Randrianirina assumiu o poder em outubro, após manifestações lideradas por jovens que levaram à renúncia do então presidente Andry Rajoelina.
Segundo a Procuradora-Geral do Estado, Narindra Navalona Rakotoniaina, 11 dos suspeitos já se encontram detidos, enquanto mandados de prisão foram emitidos para os outros envolvidos no alegado plano contra o líder de 52 anos.
“É importante sublinhar que oficiais superiores estão entre os envolvidos, incluindo um general que já se manifestou publicamente sobre a intenção de participar de um golpe”, declarou Rakotoniaina.
Embora o general não tenha sido identificado publicamente, confirmou-se que o Coronel Patrick Rakotomamonjy está entre os principais organizadores da operação. Rakotomamonjy ocupava anteriormente uma posição de direção na presidência até ser afastado em janeiro.
Durante as investigações, foram descobertas mensagens trocadas via WhatsApp entre os suspeitos, e alguns deles admitiram ter utilizado recursos próprios para financiar o plano, acrescentou a procuradora.
As buscas realizadas nas residências dos envolvidos resultaram na apreensão de grandes quantias em dinheiro e de armas, reforçando que se tratava de uma operação organizada e com recursos logísticos significativos.

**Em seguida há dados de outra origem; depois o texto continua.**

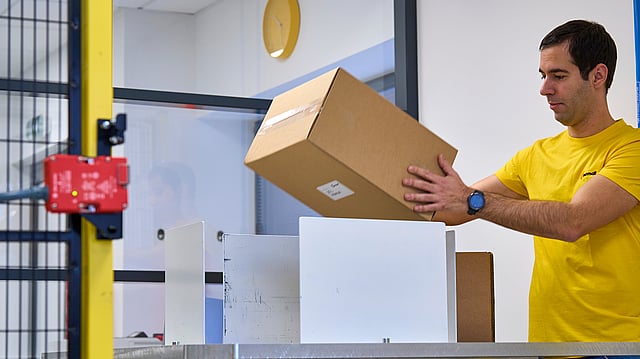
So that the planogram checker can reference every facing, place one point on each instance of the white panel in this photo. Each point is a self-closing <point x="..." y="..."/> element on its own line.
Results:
<point x="366" y="281"/>
<point x="184" y="284"/>
<point x="261" y="301"/>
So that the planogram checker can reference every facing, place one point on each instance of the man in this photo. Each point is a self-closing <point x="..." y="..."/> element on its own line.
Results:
<point x="577" y="193"/>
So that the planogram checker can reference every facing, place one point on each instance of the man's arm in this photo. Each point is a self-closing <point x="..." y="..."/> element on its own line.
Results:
<point x="596" y="203"/>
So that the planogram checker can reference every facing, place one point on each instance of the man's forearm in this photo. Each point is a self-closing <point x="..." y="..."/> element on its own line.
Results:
<point x="549" y="219"/>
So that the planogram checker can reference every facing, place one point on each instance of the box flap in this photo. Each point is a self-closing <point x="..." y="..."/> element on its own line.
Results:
<point x="290" y="117"/>
<point x="356" y="126"/>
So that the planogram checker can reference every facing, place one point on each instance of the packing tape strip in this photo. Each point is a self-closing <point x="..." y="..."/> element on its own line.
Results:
<point x="291" y="115"/>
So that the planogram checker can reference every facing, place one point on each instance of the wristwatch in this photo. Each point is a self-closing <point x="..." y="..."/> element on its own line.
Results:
<point x="475" y="202"/>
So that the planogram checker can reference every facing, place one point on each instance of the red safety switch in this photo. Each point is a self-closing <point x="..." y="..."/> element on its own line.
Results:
<point x="79" y="184"/>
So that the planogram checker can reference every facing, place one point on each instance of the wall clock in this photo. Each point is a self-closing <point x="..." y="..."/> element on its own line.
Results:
<point x="280" y="27"/>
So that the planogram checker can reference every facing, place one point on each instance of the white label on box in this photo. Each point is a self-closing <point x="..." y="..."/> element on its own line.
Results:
<point x="291" y="115"/>
<point x="335" y="190"/>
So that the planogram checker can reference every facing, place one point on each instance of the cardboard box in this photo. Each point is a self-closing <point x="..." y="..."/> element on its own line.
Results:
<point x="475" y="297"/>
<point x="342" y="149"/>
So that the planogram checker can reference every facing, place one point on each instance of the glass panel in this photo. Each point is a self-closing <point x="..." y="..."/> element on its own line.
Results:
<point x="186" y="165"/>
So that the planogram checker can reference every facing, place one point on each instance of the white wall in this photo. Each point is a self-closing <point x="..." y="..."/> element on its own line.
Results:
<point x="479" y="82"/>
<point x="479" y="85"/>
<point x="218" y="51"/>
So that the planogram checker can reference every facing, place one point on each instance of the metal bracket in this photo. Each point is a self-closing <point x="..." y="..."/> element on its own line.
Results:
<point x="110" y="133"/>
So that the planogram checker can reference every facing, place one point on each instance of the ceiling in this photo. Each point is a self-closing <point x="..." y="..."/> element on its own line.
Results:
<point x="40" y="40"/>
<point x="180" y="6"/>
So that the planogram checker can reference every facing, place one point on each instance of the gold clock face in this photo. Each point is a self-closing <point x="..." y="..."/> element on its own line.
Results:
<point x="280" y="27"/>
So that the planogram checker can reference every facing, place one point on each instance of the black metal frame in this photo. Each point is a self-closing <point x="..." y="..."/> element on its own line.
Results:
<point x="406" y="55"/>
<point x="406" y="84"/>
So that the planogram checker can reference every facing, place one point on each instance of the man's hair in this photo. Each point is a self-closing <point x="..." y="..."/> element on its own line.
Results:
<point x="589" y="45"/>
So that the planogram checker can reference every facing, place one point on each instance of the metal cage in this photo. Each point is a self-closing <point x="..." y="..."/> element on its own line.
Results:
<point x="38" y="250"/>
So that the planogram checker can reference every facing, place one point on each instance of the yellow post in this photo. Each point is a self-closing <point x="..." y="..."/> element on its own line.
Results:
<point x="96" y="335"/>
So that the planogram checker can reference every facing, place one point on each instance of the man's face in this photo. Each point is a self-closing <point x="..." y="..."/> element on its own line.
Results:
<point x="569" y="96"/>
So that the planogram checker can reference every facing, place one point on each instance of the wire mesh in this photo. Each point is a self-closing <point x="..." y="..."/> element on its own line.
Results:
<point x="33" y="125"/>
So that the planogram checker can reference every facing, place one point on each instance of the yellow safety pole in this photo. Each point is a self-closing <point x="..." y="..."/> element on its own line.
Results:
<point x="96" y="321"/>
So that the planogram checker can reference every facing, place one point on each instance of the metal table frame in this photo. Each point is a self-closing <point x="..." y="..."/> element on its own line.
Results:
<point x="381" y="350"/>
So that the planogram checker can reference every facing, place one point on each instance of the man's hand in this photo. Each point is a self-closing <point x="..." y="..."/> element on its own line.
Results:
<point x="436" y="192"/>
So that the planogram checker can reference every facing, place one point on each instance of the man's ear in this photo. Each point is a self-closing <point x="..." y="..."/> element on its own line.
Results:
<point x="599" y="75"/>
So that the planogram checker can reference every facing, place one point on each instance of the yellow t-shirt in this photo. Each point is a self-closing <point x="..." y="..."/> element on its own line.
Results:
<point x="588" y="290"/>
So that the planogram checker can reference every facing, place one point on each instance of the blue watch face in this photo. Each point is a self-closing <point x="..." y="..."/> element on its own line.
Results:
<point x="476" y="201"/>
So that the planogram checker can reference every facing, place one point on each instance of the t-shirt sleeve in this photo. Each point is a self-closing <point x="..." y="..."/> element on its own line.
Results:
<point x="510" y="173"/>
<point x="623" y="167"/>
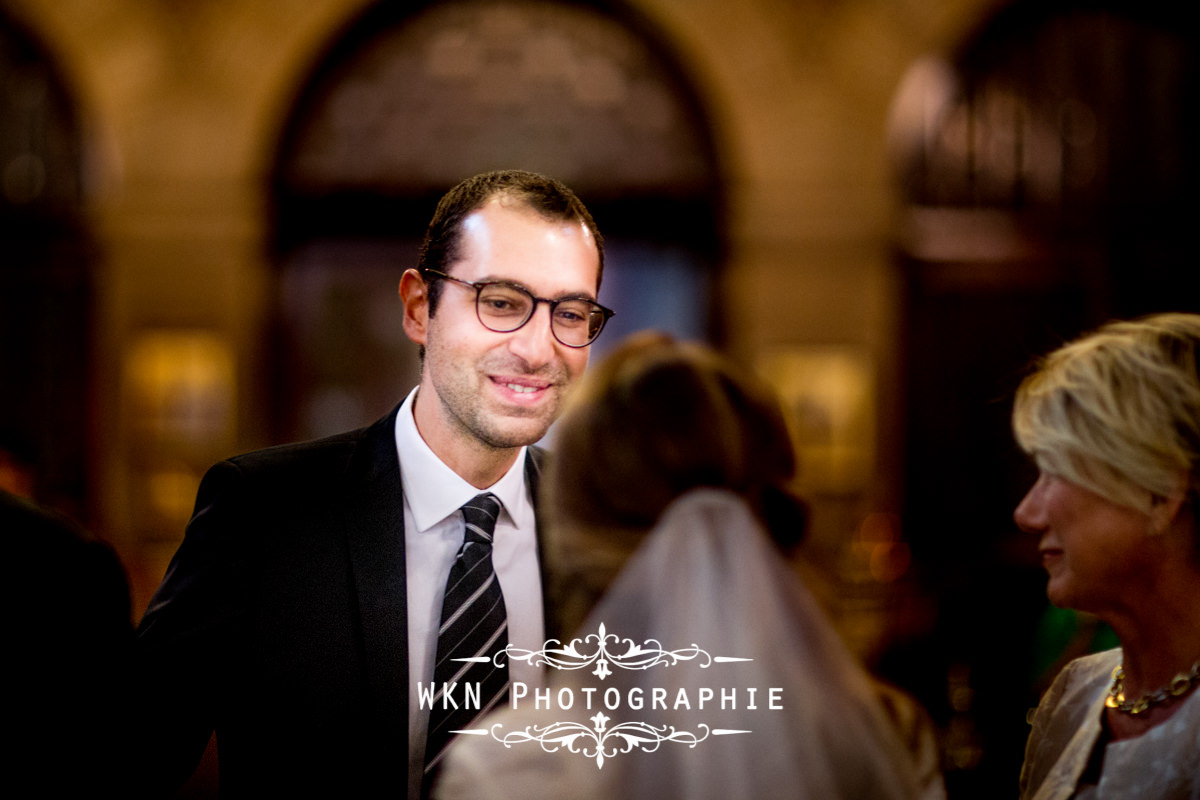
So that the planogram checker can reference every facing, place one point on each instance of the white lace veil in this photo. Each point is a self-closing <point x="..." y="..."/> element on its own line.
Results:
<point x="706" y="577"/>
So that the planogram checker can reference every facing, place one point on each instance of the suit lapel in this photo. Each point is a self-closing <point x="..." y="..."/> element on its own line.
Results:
<point x="375" y="525"/>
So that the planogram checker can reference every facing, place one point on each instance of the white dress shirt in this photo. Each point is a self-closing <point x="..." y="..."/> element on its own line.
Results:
<point x="433" y="531"/>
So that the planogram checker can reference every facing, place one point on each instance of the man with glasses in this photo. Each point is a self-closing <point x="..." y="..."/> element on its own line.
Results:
<point x="305" y="617"/>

O suposto atentado ocorre em meio a uma crise política contínua, que começou com os protestos em massa por falta de água e eletricidade, forçando o ex-presidente Rajoelina a deixar o país.
Randrianirina, cujo contingente militar apoiou os manifestantes, prometeu realizar eleições até o final de 2027. No entanto, seu governo inicial recebeu críticas por incluir membros da elite política. Em março, ele anunciou a formação de um novo gabinete, após dissolver o anterior, novamente excluindo representantes do movimento jovem Gen Z, que teve papel central na queda de Rajoelina.